Using std::basic_string instead of stlsoft::basic_simple_string costs 4-8 percent. The library will continue to use stlsoft::basic_simple_string by default and provide customizability for compilers, such as Borland, for which the opposite relation holds.
Manual pattern validation saves 1.5 percent. Because it can be implemented with relative ease in terms of Standard C functions, it will be adopted.
Using the enhanced InetSTL findfile_sequence saves up to 7 percent, so it will be used henceforth. Coupled with the fact that the new implementation also eliminates the memory allocation and the complexity of the searchspec_sequence adapter, I intend to fit this new functionality into the UNIXSTL and WinSTL components, for (local) filesystem searching. You can reasonably guestimate that this brings an additional reduction in code size of, perhaps, 3-6 percent.

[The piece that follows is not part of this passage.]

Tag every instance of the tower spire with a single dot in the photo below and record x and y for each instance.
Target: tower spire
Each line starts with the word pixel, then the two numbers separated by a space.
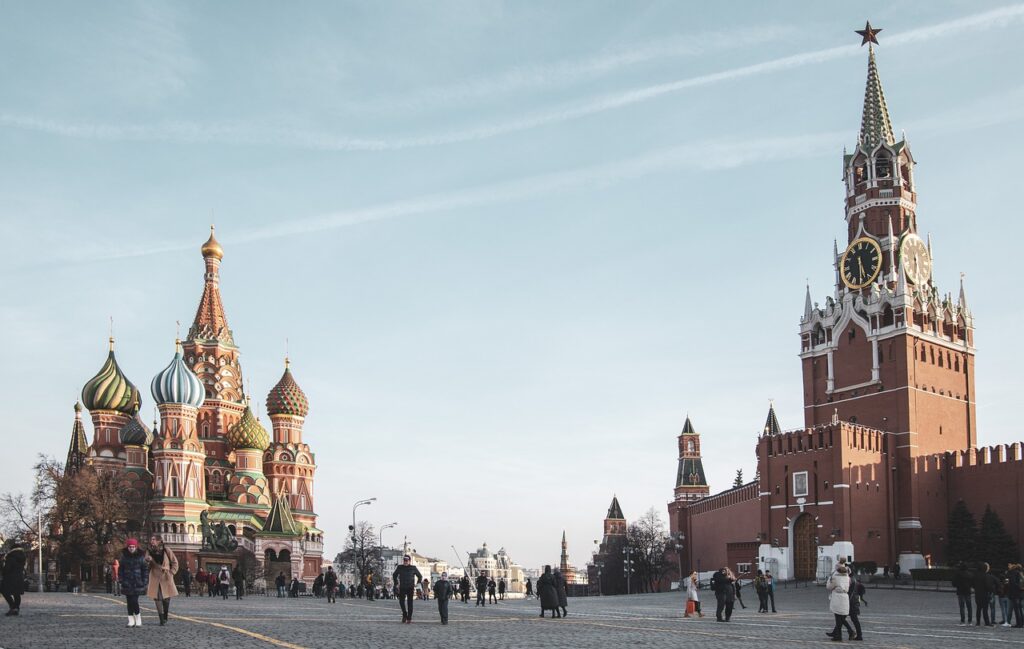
pixel 876 127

In some senses this activity has succeeded, and in others, it has failed. Where it's failed is in bringing significant reductions in source code size. In part, this has been because the refactoring has naturally caused some parts of the software to be segregated into separate files. Each source file has nontrivial overhead, and rightly so—trimming this down to the bare minimum would mean that the source would become impenetrable. We must accept that a medium-sized library, such as recls consists of a large amount of source code, even when it compiles down to a small amount of object code.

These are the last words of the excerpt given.